Era tan profundo el silencio que hasta se escuchaba el sonido de las ruedas avanzando sobre el asfalto. Impensada, irrespetuosa, desubicada e inoportuna; así califiqué a la lluvia que me atacó a solo dos kilómetros de haber salido hacia los templos. Cuando la cosa se puso seria me refugié debajo de unas ramas que había al costado del camino. Reanudé la marcha cuando todavía faltaba bastante para el amanecer. Incluso, cuando llegué a la boletería que hay a mitad del recorrido todavía estaba cerrada. Los dos guardias que estaban sentados fumando afuera me miraron, comentaron algo en voz baja y siguieron con su conversación.

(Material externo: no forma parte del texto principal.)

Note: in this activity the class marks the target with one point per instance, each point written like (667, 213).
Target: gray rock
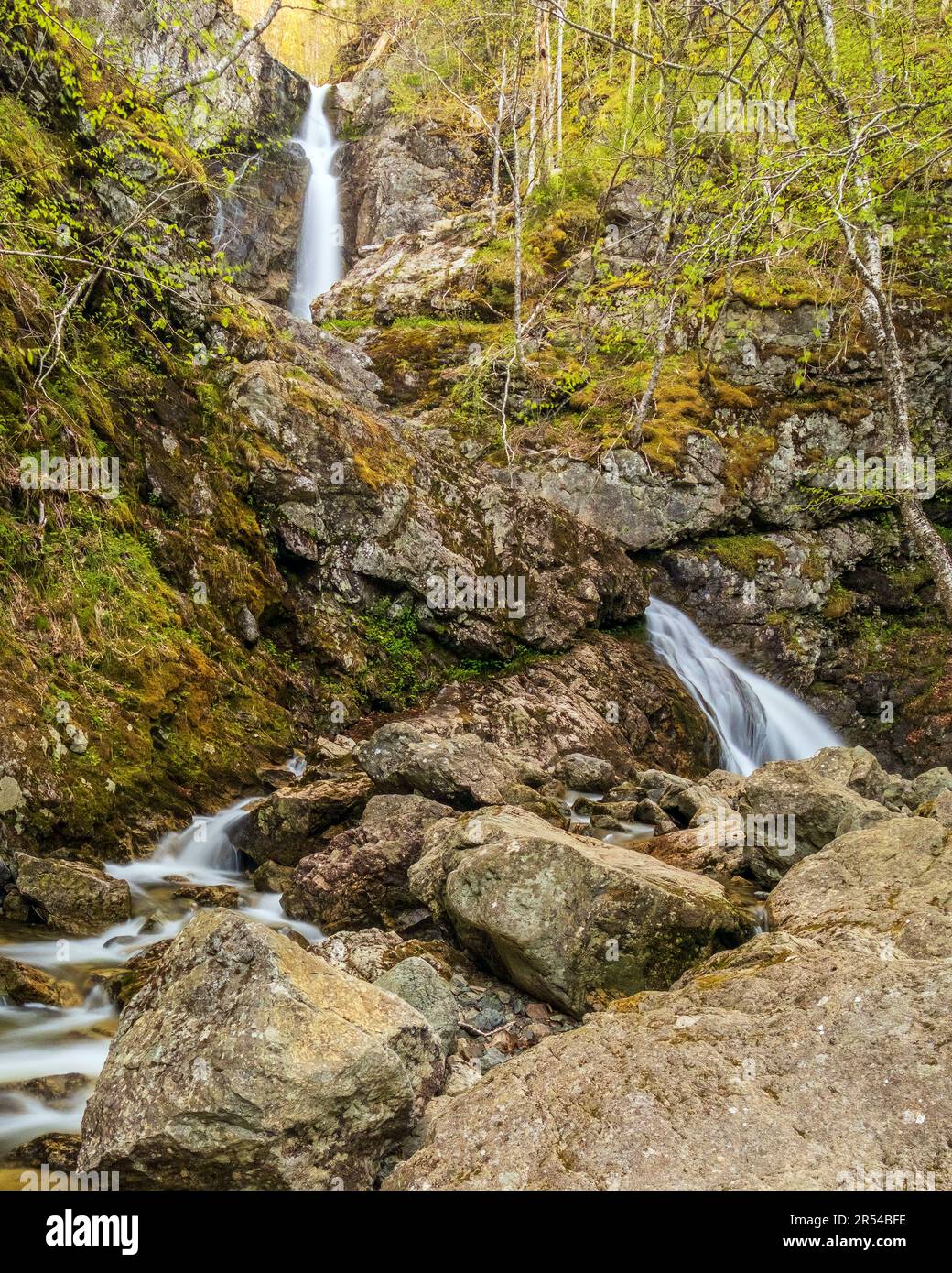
(586, 773)
(778, 1066)
(71, 897)
(424, 989)
(247, 626)
(247, 1063)
(931, 784)
(885, 888)
(284, 826)
(567, 918)
(461, 769)
(361, 876)
(815, 793)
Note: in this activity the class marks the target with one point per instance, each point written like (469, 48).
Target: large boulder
(564, 918)
(361, 876)
(778, 1066)
(461, 769)
(883, 888)
(822, 799)
(284, 826)
(419, 983)
(246, 1061)
(71, 897)
(607, 698)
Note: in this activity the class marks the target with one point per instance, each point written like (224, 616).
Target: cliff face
(263, 574)
(730, 502)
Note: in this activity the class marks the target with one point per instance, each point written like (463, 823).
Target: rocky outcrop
(284, 826)
(778, 1066)
(609, 698)
(816, 795)
(361, 876)
(462, 769)
(258, 222)
(396, 175)
(882, 890)
(70, 897)
(19, 983)
(423, 988)
(569, 919)
(247, 1063)
(256, 97)
(352, 495)
(806, 1056)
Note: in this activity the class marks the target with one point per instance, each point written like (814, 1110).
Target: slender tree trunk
(866, 257)
(498, 147)
(517, 247)
(559, 46)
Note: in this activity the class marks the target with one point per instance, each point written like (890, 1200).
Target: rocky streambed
(430, 963)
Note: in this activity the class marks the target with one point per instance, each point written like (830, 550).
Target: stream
(59, 1051)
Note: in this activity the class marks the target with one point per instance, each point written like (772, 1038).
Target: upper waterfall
(319, 257)
(753, 720)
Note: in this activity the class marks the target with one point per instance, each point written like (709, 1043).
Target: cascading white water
(319, 250)
(38, 1040)
(755, 721)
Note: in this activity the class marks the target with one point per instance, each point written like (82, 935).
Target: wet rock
(765, 1053)
(461, 769)
(822, 806)
(246, 1061)
(424, 989)
(586, 773)
(567, 918)
(361, 876)
(271, 877)
(19, 983)
(260, 215)
(209, 894)
(931, 784)
(714, 849)
(284, 826)
(71, 897)
(10, 795)
(59, 1151)
(247, 626)
(885, 888)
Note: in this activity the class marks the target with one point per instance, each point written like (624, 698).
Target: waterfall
(319, 250)
(753, 720)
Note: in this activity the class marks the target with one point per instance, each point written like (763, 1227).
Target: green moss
(742, 552)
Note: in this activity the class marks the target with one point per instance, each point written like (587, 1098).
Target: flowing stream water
(319, 258)
(49, 1057)
(38, 1041)
(753, 720)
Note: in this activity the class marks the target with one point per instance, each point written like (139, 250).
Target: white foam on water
(319, 260)
(755, 721)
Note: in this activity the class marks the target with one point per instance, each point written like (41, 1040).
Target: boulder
(931, 784)
(71, 897)
(419, 983)
(776, 1066)
(816, 796)
(584, 773)
(461, 769)
(361, 876)
(569, 919)
(883, 888)
(284, 826)
(19, 983)
(247, 1063)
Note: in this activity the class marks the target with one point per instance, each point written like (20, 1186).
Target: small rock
(423, 988)
(584, 773)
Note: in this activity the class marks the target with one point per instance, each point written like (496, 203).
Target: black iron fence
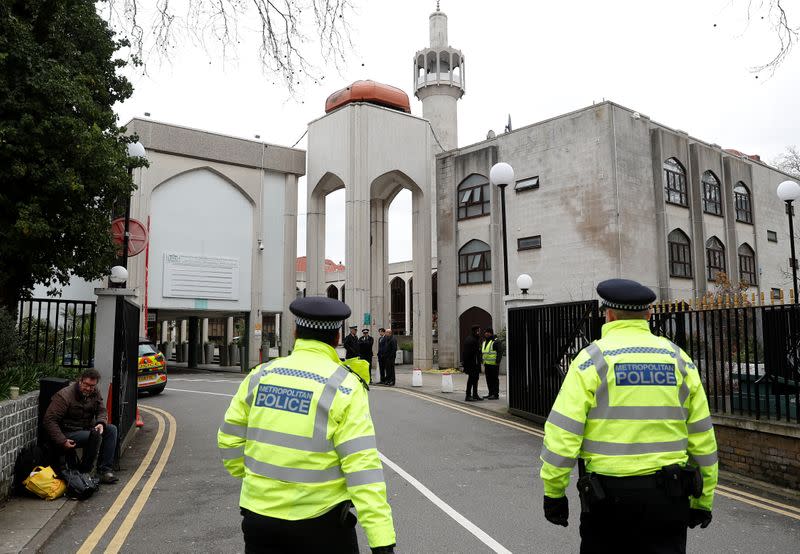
(748, 355)
(59, 332)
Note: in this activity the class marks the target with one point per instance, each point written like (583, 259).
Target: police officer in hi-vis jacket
(633, 414)
(299, 434)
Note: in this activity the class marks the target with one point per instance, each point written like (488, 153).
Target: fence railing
(56, 331)
(748, 355)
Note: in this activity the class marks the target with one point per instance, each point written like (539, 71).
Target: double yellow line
(124, 529)
(722, 490)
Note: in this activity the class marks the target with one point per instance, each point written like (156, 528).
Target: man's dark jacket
(350, 344)
(70, 411)
(471, 354)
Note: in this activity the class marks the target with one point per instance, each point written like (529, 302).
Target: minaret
(439, 81)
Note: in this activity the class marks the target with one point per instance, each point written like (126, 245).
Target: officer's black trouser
(635, 520)
(327, 533)
(492, 379)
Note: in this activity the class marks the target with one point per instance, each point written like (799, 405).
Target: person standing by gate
(299, 434)
(471, 359)
(632, 406)
(491, 355)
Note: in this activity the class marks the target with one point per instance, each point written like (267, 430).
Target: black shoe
(108, 478)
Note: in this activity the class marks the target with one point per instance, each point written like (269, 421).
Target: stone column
(423, 341)
(379, 262)
(315, 244)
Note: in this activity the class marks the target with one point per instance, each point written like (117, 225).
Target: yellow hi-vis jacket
(631, 404)
(299, 433)
(488, 353)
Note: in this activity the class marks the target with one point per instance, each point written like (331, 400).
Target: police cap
(626, 295)
(319, 312)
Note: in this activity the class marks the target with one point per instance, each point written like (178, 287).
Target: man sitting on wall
(77, 418)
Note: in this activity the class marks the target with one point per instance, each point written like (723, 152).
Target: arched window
(744, 208)
(715, 257)
(747, 265)
(473, 197)
(474, 263)
(675, 183)
(712, 197)
(680, 254)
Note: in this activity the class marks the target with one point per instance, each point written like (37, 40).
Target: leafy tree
(63, 160)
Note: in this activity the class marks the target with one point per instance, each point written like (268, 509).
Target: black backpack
(29, 457)
(80, 486)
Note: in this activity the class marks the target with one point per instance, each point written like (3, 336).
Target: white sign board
(187, 276)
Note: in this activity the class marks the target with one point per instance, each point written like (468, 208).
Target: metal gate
(542, 341)
(126, 349)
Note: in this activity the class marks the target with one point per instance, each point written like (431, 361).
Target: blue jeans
(93, 444)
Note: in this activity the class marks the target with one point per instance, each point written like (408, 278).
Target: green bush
(26, 375)
(9, 339)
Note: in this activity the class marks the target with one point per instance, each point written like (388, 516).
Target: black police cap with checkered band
(319, 312)
(624, 294)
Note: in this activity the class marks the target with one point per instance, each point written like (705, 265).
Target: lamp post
(789, 191)
(135, 150)
(502, 175)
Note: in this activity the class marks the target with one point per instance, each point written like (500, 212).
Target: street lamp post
(135, 150)
(789, 191)
(502, 175)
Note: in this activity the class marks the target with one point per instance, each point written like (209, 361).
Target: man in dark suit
(389, 352)
(350, 344)
(471, 359)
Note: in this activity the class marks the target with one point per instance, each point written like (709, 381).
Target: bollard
(447, 382)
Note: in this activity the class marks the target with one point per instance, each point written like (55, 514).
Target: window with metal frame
(712, 197)
(680, 254)
(527, 184)
(473, 197)
(529, 243)
(474, 263)
(675, 183)
(715, 257)
(747, 265)
(744, 207)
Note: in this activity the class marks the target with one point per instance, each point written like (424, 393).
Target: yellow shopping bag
(43, 483)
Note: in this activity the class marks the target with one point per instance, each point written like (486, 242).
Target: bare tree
(785, 29)
(287, 30)
(789, 161)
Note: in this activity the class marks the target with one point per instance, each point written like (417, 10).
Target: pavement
(482, 470)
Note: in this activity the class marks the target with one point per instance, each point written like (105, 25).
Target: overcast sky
(684, 63)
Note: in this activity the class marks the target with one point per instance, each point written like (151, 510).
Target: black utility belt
(674, 480)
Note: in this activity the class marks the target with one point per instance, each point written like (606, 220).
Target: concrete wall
(18, 426)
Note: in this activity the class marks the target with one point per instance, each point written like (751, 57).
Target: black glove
(699, 517)
(556, 510)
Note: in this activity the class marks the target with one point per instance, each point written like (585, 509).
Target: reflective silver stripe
(556, 459)
(231, 453)
(700, 426)
(253, 383)
(364, 477)
(704, 460)
(625, 449)
(356, 445)
(233, 429)
(683, 394)
(287, 440)
(639, 412)
(565, 422)
(324, 404)
(293, 475)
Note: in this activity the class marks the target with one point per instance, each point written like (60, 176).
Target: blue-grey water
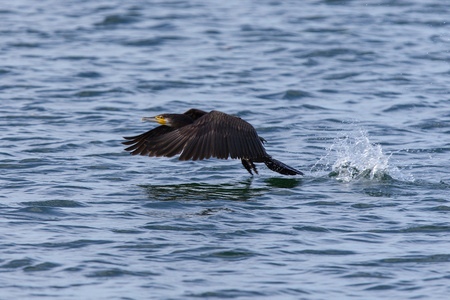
(353, 93)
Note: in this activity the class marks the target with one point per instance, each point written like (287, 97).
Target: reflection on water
(284, 183)
(239, 191)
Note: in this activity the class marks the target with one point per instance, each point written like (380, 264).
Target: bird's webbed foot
(249, 165)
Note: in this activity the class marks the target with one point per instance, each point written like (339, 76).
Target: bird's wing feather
(219, 135)
(141, 144)
(213, 134)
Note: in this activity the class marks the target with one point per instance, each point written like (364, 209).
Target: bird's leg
(246, 165)
(249, 165)
(253, 166)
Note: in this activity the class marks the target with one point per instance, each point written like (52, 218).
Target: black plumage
(198, 135)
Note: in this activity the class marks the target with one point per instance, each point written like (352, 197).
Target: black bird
(198, 135)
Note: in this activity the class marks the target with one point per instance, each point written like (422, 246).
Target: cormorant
(198, 135)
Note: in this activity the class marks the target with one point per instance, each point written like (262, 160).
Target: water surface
(354, 94)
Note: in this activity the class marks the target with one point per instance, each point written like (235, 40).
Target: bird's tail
(279, 167)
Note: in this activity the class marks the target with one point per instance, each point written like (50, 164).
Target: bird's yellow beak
(157, 119)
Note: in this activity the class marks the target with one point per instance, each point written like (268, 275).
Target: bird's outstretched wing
(141, 144)
(214, 134)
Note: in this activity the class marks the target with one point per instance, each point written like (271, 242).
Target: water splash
(353, 157)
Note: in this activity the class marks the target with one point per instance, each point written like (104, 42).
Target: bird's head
(163, 119)
(171, 120)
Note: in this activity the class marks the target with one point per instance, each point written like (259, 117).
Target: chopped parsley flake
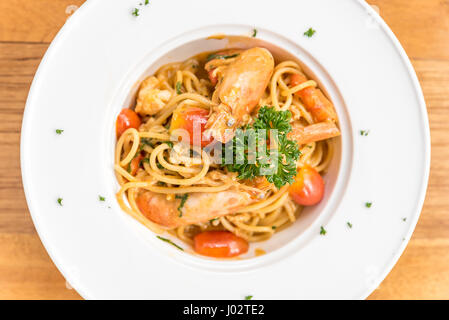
(183, 202)
(323, 231)
(309, 33)
(220, 56)
(169, 241)
(178, 87)
(254, 33)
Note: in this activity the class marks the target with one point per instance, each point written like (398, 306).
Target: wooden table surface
(26, 30)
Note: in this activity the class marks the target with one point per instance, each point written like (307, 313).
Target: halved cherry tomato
(186, 117)
(135, 164)
(314, 100)
(125, 120)
(213, 78)
(219, 244)
(308, 189)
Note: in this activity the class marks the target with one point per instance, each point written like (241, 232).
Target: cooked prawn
(199, 207)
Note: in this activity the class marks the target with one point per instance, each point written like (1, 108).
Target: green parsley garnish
(252, 164)
(220, 56)
(309, 33)
(254, 33)
(171, 242)
(364, 133)
(178, 87)
(183, 202)
(323, 231)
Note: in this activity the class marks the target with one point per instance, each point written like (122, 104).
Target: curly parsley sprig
(259, 164)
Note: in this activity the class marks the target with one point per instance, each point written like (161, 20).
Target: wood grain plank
(33, 21)
(422, 26)
(26, 271)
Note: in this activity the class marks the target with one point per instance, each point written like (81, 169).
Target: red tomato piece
(186, 118)
(125, 120)
(219, 244)
(308, 189)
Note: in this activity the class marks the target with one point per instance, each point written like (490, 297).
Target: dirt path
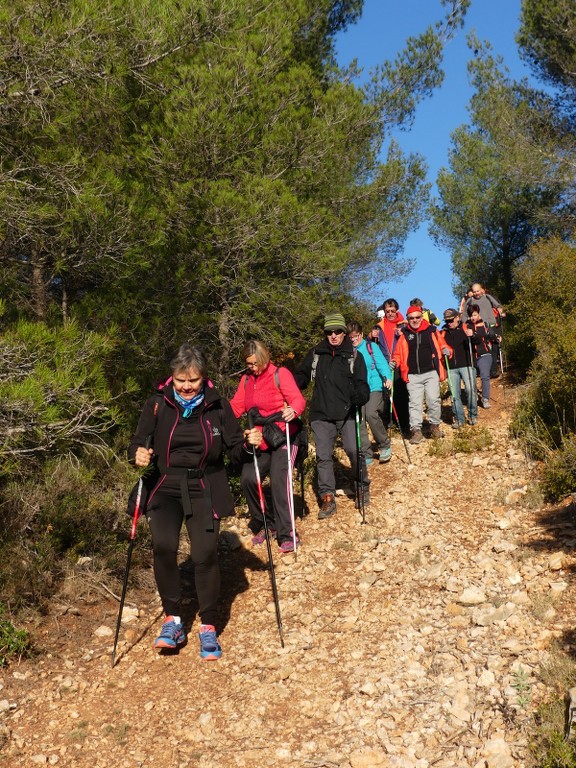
(411, 641)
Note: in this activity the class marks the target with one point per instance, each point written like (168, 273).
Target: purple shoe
(288, 545)
(260, 538)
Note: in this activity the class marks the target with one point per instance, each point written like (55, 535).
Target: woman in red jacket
(270, 390)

El reloj dio las 5 am y detrás de un vidrio grueso una chica con cara de dormida me entregó el ticket válido por tres días. Continué pedaleando lento, disfrutando del silencio y de los pocos minutos que faltaban para llegar. Cuando terminé de bordear el lago me encontré con su alargada silueta y con otros viajeros que también habían madrugado. Había pedaleado ocho kilómetros en completa oscuridad y ahora solo quedaba esperar a que el sol comenzara a iluminar el templo principal. Me puse a pensar que esto sucedía todas las mañanas desde hacía años, y era increíble ser el protagonista de ese momento. Me acordé de la primera vez que escuché el nombre Camboya y todo se transformó en el deseo de estar en Angkor Wat.
El sol se asomó, pero duró poco porque las nubes le ganaron de mano y cubrieron el cielo enseguida. Tomé la bici y con esa pasividad típica de un día domingo salí a descubrir parte de los 190 km cuadrados que tiene este gigantesco sitio arqueológico.